Só a ameaça de uma oposição e reação armada poderá
lhe fazer frente. Não há qualquer possibilidade de resistência interna a um
novo golpe militar/policial/empresarial no Brasil se houver. Porém hoje há a
possibilidade de um posicionamento de todos os presidentes de esquerda da
américa latina contra um golpe institucional no Brasil, em legítima defesa e em
nome da preservação da democracia nas américas. Esse seria o aviso mais
eloquente.
Os presidentes do Chile, Argentina, Colômbia,
Bolívia, México, etc podem liderar esse posicionamento latino americano em
nome, inclusive, da preservação da democracia em seus próprios países que,
direta ou indiretamente, a continuidade eventual do atual governo ameaçará.
Não bastarão as coligações internas, e nem mesmo um
massivo FORA BOSONARO, que foi esvaziado das ruas pelos partidos de esquerda
que apostaram na hemorragia de bolsonaro. Nada disso será o suficiente. É
preciso força institucional internacional e um posicionamento irrevogável pela
democracia, que estará em risco em todo o continente, se bolsonaro encontrar
meios de se preservar no poder.
O governo dos EUA hoje se posiciona por eleições
livres e justas e em nome da democracia, tendo feito o contrário em 1964.

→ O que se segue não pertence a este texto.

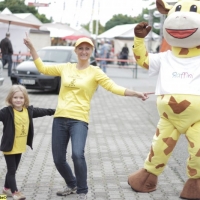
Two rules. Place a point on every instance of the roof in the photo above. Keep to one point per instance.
(29, 17)
(125, 31)
(117, 31)
(60, 47)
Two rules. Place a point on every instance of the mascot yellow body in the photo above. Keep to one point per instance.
(178, 94)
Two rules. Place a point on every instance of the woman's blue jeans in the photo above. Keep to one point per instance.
(63, 130)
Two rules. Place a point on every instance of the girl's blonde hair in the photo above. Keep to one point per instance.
(13, 90)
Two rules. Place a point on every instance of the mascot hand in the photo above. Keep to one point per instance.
(142, 30)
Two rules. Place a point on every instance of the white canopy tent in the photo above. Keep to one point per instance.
(60, 30)
(124, 34)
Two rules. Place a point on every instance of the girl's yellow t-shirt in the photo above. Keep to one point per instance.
(21, 121)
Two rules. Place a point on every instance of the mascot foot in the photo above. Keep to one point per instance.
(143, 181)
(191, 190)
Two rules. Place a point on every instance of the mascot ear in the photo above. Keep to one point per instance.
(163, 7)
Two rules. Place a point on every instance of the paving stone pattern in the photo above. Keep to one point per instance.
(119, 138)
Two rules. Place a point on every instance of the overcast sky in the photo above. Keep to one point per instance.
(74, 12)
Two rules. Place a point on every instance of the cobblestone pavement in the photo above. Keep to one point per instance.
(119, 139)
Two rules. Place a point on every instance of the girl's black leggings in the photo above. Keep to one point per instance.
(12, 162)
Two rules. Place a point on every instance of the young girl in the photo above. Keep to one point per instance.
(17, 119)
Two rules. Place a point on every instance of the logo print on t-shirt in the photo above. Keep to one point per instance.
(182, 75)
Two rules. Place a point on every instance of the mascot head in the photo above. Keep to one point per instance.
(181, 28)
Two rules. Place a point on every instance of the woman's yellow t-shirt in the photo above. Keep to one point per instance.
(77, 88)
(21, 121)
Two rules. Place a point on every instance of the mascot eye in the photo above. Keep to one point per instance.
(193, 8)
(178, 8)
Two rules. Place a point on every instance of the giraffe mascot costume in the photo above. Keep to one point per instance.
(178, 94)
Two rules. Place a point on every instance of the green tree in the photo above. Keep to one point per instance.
(18, 6)
(124, 19)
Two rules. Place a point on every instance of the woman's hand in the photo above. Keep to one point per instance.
(141, 95)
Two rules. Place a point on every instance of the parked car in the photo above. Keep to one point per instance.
(1, 73)
(27, 74)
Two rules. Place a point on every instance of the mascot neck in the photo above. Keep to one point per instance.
(186, 52)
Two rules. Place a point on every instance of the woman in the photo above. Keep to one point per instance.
(79, 81)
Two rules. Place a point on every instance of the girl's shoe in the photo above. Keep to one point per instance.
(7, 192)
(82, 196)
(18, 196)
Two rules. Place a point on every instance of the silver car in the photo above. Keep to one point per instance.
(1, 73)
(27, 74)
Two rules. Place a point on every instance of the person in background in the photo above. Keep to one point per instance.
(79, 82)
(103, 55)
(124, 54)
(17, 119)
(7, 51)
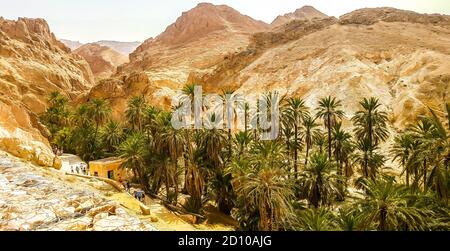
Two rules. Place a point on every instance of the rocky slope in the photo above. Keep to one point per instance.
(33, 63)
(398, 56)
(102, 59)
(35, 199)
(73, 45)
(304, 13)
(198, 40)
(124, 48)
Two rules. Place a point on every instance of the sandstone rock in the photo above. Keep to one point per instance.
(109, 209)
(34, 199)
(102, 59)
(33, 63)
(304, 13)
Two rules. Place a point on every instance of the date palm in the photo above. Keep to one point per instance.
(370, 122)
(112, 136)
(242, 141)
(266, 192)
(99, 111)
(388, 206)
(329, 110)
(294, 110)
(132, 151)
(170, 141)
(319, 183)
(135, 112)
(351, 219)
(368, 158)
(402, 150)
(318, 219)
(310, 125)
(343, 148)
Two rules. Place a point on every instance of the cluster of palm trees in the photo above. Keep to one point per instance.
(314, 176)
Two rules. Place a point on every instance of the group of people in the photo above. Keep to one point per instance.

Esperemos, ao menos neutralidade nesse caso. Porém, nenhuma ação será eficaz
contra esse governo, quando e se for derrotado, se não resguardar uma potência
de força e ação imediata contra o golpe armado que bolsonaro prepara desde o
primeiro dia de seu mandato.
Não há tempo para ingenuidades, nem denegação ou
fuga de nosso passado traumático. O prestígio internacional de Lula tem de
servir agora de esteio por uma aliança vigorosa, contra os riscos de
calcinamento da democracia do maior país da américa latina, hoje em chamas.
É preciso afirmar as lições da história. Gandhi
jamais pararia um Hitler e nenhum STF segurará, como fez até agora, os anseios
de destruição de alguém que atua exclusivamente em nome da preservação dos
próprios privilégios e de uma única família. No Brasil o que temos é um
arremedo de Hitler.
Os partidos que são os principais responsáveis pelo
esvaziamento das ruas após a tentativa de golpe fracassado no último 07 de
setembro, devem corrigir o erro agora pelo FORA BOLSONARO nas ruas e são eles
que devem buscar o apoio internacional inconteste em nome de sua própria existência
futura que, sem isso, será reduzida no futuro a uma espúria disputa Arena X
MDB, sem MDB.
Mas também podemos sentar sobre o ‘não há clima
para golpe no Brasil’. Mas falta avisar o ocupante do cargo a presidente, seus
apoiadores diretos, civis e militares que ocupam com altos salários milhares de
cargos no governo, e os milhões que pretendem mantê-lo no cargo.